- Sire: Unbridled
- Grandsire: Fappiano
- Dam: Fashion Star
- Damsire: Chief's Crown
- Sex: Stallion
- Foaled: 2001
- Country: United States
- Colour: Chestnut
- Breeder: Carl Rosen Associates
- Owner: Willmott Stables
- Trainer: Mark Hennig
- Record: 17: 6-3-6
- Earnings: US$ 1,216,760

Major wins
- Pimlico Special Handicap (2005) Gulfstream Park Handicap (2005) Calder Derby (2004)

= Eddington (horse) =

American-bred Thoroughbred racehorse

Eddington (foaled in 2001) is a millionaire American Thoroughbred racehorse and successful sire bred in Kentucky by Carl Rosen and Associates and raced under the Willmott Stables banner (nom de course for Peter Willmott). He finished racing with a record of 6-3-6 in 17 starts and career earnings of $1,216,760. Eddington was best known for his wins in the Grade I Pimlico Special and the Grade II Gulfstream Park Handicap as well as his in-the-money showing in the Grade I Preakness Stakes.
As a yearling, he was sent to Ocala, Florida, to the master horsemen Art Fisher.

== Two-year-old season ==
Eddington was a late-developing colt and only raced once as two-year-old. He placed second in his first time out.

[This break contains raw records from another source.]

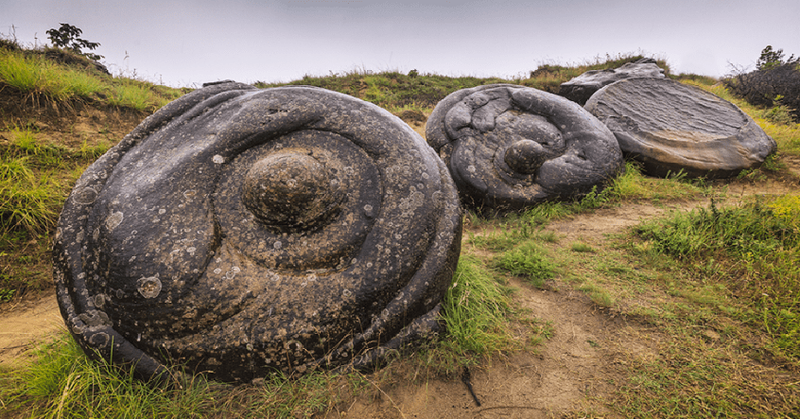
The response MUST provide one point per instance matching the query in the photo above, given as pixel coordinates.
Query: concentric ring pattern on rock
(671, 127)
(239, 231)
(510, 146)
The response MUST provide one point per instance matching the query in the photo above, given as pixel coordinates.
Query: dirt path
(570, 373)
(25, 323)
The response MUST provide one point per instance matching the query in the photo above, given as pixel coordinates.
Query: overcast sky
(186, 43)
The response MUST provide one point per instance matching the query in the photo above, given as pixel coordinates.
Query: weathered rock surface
(240, 231)
(510, 146)
(581, 88)
(670, 126)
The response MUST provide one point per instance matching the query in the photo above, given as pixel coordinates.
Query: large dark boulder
(672, 127)
(509, 146)
(580, 89)
(239, 231)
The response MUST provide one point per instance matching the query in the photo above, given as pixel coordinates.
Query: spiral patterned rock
(509, 146)
(238, 231)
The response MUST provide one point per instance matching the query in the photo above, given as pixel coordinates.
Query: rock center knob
(289, 190)
(525, 156)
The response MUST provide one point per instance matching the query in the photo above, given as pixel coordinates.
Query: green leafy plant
(66, 36)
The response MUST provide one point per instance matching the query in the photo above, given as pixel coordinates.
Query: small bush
(775, 82)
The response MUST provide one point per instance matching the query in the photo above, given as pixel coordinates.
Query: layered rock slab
(580, 89)
(671, 127)
(240, 231)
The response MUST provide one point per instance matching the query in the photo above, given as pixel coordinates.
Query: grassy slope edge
(727, 349)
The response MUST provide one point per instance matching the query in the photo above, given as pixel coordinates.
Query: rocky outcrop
(672, 127)
(240, 231)
(581, 88)
(508, 146)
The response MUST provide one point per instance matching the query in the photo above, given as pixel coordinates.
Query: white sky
(186, 43)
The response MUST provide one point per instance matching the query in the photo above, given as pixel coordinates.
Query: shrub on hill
(775, 82)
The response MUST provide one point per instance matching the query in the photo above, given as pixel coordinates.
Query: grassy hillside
(718, 285)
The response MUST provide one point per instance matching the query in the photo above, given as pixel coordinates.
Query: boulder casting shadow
(239, 231)
(509, 146)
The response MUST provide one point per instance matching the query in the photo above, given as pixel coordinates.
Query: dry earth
(571, 372)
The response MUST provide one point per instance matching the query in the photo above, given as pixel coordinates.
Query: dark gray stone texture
(581, 88)
(240, 231)
(509, 146)
(671, 127)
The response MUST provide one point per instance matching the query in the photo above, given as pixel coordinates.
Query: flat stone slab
(510, 146)
(581, 88)
(672, 127)
(240, 231)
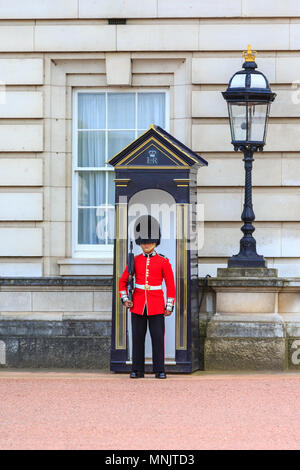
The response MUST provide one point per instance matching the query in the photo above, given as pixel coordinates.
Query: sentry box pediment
(156, 149)
(158, 169)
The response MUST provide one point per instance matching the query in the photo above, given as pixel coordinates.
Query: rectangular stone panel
(17, 38)
(21, 138)
(21, 71)
(62, 301)
(79, 37)
(21, 269)
(198, 8)
(16, 241)
(20, 9)
(157, 37)
(21, 104)
(117, 9)
(224, 240)
(265, 8)
(234, 37)
(21, 172)
(21, 206)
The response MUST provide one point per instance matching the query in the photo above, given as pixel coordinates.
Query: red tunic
(149, 269)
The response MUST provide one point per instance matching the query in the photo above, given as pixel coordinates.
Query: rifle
(131, 271)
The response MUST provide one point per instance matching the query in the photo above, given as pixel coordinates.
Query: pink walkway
(88, 410)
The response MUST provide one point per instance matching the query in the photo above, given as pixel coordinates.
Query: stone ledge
(245, 354)
(247, 272)
(57, 281)
(243, 329)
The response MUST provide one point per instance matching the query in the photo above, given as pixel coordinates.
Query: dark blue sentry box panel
(156, 160)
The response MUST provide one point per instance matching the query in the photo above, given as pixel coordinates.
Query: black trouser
(157, 333)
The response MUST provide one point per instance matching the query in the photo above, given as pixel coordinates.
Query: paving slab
(49, 409)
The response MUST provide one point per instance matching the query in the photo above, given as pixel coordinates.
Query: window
(103, 124)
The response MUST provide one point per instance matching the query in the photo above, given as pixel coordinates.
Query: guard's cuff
(170, 308)
(124, 296)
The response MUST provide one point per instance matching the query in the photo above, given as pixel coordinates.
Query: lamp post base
(238, 261)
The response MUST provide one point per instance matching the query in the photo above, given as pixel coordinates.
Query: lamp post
(248, 98)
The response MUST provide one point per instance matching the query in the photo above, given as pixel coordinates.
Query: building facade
(79, 80)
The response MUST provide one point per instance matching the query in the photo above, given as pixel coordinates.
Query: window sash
(90, 250)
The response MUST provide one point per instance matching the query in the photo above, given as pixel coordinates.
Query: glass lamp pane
(257, 119)
(238, 121)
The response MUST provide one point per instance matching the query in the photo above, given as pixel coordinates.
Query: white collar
(150, 254)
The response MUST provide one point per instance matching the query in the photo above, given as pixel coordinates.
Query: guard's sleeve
(123, 283)
(170, 284)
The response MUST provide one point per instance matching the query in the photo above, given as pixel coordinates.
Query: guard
(148, 304)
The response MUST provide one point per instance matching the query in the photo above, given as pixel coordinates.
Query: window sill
(85, 266)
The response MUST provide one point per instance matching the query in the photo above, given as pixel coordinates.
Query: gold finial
(249, 55)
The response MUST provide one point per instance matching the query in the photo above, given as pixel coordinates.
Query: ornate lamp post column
(249, 98)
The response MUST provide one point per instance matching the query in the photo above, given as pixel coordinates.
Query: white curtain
(106, 124)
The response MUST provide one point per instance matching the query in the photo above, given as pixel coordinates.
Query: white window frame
(94, 251)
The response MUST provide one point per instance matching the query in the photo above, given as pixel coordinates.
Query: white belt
(147, 287)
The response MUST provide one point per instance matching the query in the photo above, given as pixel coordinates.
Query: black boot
(160, 375)
(136, 375)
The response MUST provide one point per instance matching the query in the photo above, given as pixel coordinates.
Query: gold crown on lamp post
(249, 55)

== Three-year-old season ==
At age three, Eddington won his maiden race and an allowance, both at Gulfstream Park. He started the year by winning the Grade III Calder Derby at nine furlongs on the turf at Calder Race Course on New Year's Day. He also finished in the money in five graded stakes races later that year.

On the road to the Triple Crown, Eddington placed third in New York City's two biggest prep races at Aqueduct Racetrack. He finished third to Saratoga County in the $250,000 Grade III Gotham Stakes. Then he was third in the $750,000 Grade I Wood Memorial Stakes to Tapit.

Trainer Mark Hennig then entered Eddington in the $1,000,000 Grade I Preakness Stakes at Pimlico Race Course. As the field of eleven stakes winners went into the club house turn, Derby runner-up Lion Heart led while eventual Horse of the Year Smarty Jones sat off his flank as Eddington fell back to a stalker's position in sixth. Going into the far turn, Lion Heart sprinted out to a three- length lead as most of the field bunched up. As the field hit the top of the stretch, Smarty Jones passed Lion Heart and widened his lead with every stride. Eddington was seventh but started closing on the leaders except Smarty Jones, who broke a 130-year-old record for largest winning margin in the Preakness . Rock Hard Ten finished second and Eddington finished third, earning $100,000.

Later that summer, Eddington closed late again to place third in the Grade I Travers Stakes at Saratoga Race Course to Belmont winner Birdstone. He followed that up with a runner-up finish in the autumn in the Grade III Pegasus Stakes at Meadowlands Racetrack. He finished his sophomore season with a record of (11): 3-2-4 and annual earnings of $605,360.

== Four-year-old season ==
At age four, Eddington started the year with a third in the Grade I Donn Handicap behind Saint Liam and Roses In May. He won an allowance race and then won the $300,000 Grade II Gulfstream Park Handicap by 3 1/2 lengths over Pies Prospect, avenging his Pegasus loss. Eddington then finished third again in the Oaklawn Handicap behind Grand Reward and Second of June.

== Pimlico Special win ==
In May 2005, Eddington won his first Grade I race in the $600,000 Pimlico Special at 9 1/2 furlongs on the dirt at Pimlico Race Course in Baltimore, Maryland. In that race, he defeated seven stakes winners, winning by 5 1/2 lengths over highly regarded Pollard's Vision and Presidentialaffair. That race turned out to be his last as Eddington was injured working out one month later. He finished his four-year-old season with a record of (5): 3-0-2 and annual earnings of $602,200.

== Retirement ==
Eddington was retired on June 29, 2005, to Claiborne Farm due to soft tissue injury in a front leg. He later began his stallion career at Claiborne Farm in Paris, Kentucky.

In the 2008 breeding season, Eddington's stud fee was $20,000. In October 2008, Claiborne Farm announced it would drop his stud fee to $15,000 for the 2009 breeding season. For the 2010 breeding season, Eddington's stud fee was halved to $7500.

In 2009, Eddington's progeny has had ten different race winners.

In 2013, Eddington was relocated to Don and Karen Cohn's Ballena Vista Farm in Ramona, California.

Eddington's 2019 stud fee is listed on the farm's web site as $3500 LFSN.